# Stuttering Problems with WD GreenPower on Series 3



## evlg (Jun 26, 2002)

I bought a WD GreenPower 1TB to upgrade a Series 3 TiVo. I ran the utility to correct the soft reboot problem and the upgrade seemed to go well. I used WinMFS with SuperSize.

However, now that I have been using the upgraded TiVo for a few weeks I have noticed some problems. I notice the menus are much slower to update (live TV guide in particular takes much longer to populate), and videos have frequent stuttering/skipping problems.

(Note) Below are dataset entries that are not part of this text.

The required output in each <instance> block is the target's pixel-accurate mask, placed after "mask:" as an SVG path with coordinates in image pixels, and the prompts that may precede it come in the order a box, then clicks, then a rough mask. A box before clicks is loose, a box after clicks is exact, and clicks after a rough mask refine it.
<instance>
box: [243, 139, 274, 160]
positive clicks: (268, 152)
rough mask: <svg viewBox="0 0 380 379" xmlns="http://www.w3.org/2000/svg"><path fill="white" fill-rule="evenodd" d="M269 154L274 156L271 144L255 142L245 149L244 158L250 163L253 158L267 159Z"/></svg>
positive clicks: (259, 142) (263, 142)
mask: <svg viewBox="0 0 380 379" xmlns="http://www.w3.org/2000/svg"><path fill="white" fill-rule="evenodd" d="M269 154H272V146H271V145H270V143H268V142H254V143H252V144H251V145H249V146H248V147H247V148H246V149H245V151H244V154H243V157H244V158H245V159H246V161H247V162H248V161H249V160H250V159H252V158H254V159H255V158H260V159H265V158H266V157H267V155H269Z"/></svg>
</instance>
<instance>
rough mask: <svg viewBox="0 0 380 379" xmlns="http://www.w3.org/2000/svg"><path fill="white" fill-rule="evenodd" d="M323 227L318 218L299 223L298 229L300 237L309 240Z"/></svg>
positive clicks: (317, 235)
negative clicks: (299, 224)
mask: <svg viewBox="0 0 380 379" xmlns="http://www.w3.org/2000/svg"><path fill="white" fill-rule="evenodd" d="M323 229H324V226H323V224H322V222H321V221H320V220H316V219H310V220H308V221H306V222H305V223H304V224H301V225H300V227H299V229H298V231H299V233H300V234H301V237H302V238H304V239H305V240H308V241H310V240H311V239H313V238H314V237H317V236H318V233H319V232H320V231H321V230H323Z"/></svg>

Looking around I haven't seen much reported about this issue. Did I miss another perf setting I needed to make about this drive? Is this drive just too slow to use with TiVo?


----------



## Southcross (Nov 28, 2008)

what I know of the "WD Green" drives is that they vary the RPM based on requested thoroughput.... it can vary from 5400rpm to 7200rpm, and I get them impression it biases toward the 5400 rpm (to get its power and heat savings). As long as the drive isn't failing on recordings, I'd just learn to live with it... Or get something like a WD Blue that runs at a constant 7200.


----------



## evlg (Jun 26, 2002)

So do any other users experience frequent stutters when using these drives?


----------



## pmrowley (Apr 4, 2002)

I was running a pair of those drives since they originally came out, with no issue. Started getting stuttering a couple of weeks ago, and did a dd transfer; both drives had multiple bad sectors. No stuttering on the new drives. (5900RPM Seagate Barracuda 1TB)


----------